En aquel tiempo, París era la capital de la República francesa que, tras más de diez intensos años revolucionarios, parecía apaciguarse, aburguesándose, mientras trataba de convertirse en un centro difusor del Arte, las Letras y las Ciencias, siguiendo los ambiciosos planes culturales y educativos del Primer Cónsul de Francia, el invicto general Napoleón Bonaparte.

Volta era portador de una misión oficial de las autoridades académicas, las cuales querían agradecer a Bonaparte que hubiera permitido abrir nuevamente las aulas de la Universidad de Pavía, situada políticamente –a capricho del militar corso- en territorio de la nueva República Cisalpina, estado satélite de Francia. Pero la pila cambió completamente el interés del viaje. Así, Napoleón –a quien observamos en este fresco- junto a ciertos miembros de la Academia de Ciencias asistió a las demostraciones que Volta realizó de su pila en una sesión pública, a quien una comisión académica aconsejó que se le otorgara, por sus descubrimientos, una medalla de oro. La electricidad galvánica y la electricidad de máquinas fueron reconocidas como idénticas ante la comunidad científica francesa.
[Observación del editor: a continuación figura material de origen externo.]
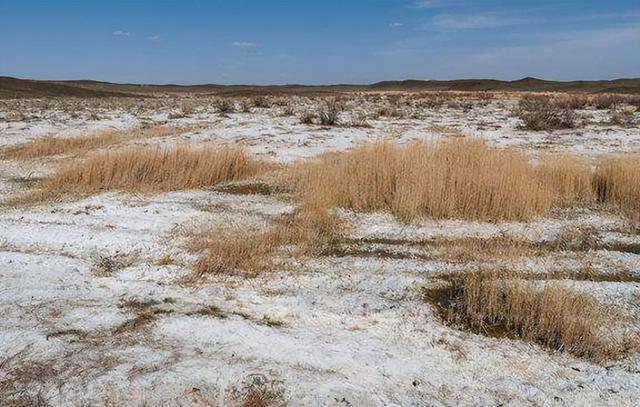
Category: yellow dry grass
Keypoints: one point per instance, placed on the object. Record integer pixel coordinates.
(50, 146)
(548, 314)
(145, 169)
(459, 178)
(233, 249)
(617, 182)
(568, 178)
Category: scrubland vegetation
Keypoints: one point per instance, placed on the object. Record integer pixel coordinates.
(501, 303)
(514, 280)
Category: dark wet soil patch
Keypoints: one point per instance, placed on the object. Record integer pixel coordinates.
(245, 188)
El físico italiano demostró nuevamente sus conocimientos en el domicilio del químico Fourcroy, que llegaría a ser consejero de Estado, y en los de los destacados físicos Charles y Lamétherie, director del Journal de Physique. Fiel a su política de seducción de científicos e intelectuales, que había adoptado a sugerencia de Lazaro Carnot desde la campaña de conquista de Italia en 1796, Napoleón otorgó el título de conde a Volta y le procuró una pensión que fue regularmente abonada. En 1803, fue nombrado miembro extranjero del Instituto de Francia.

La demostración de la pila eléctrica fue todo un símbolo para la época, de ahí que fuera inmortalizada por los artistas franceses en diversos cuadros, estampas y frescos durante el siglo XIX. Representaba la reconciliación de la ciencia italiana y la francesa, separadas desde hacía tiempo. La italiana más académica, expuesta a la manera escolástica y positivista; la francesa deslumbrada por el auge de las Matemáticas durante el siglo XVIII, ante las cuales concentraba sus mayores esfuerzos. De suerte que este encuentro, sin subordinación de unos científicos sobre otros, fue sobrevalorado, definiéndose como principio de una nueva ciencia continental.... en la Nueva Europa dominada por Francia que soñaba Napoleón.

La pila facilitó que varios científicos ingleses lograran aislar nuevos cuerpos como el potasio y el sodio. Fue la base de los nuevos conocimientos electrodinámicos desarrollados por Oersted, Ohm y Ampére en los años veinte del siglo XIX y, en última instancia, de los cambios que el mundo observaría con la invención del motor eléctrico.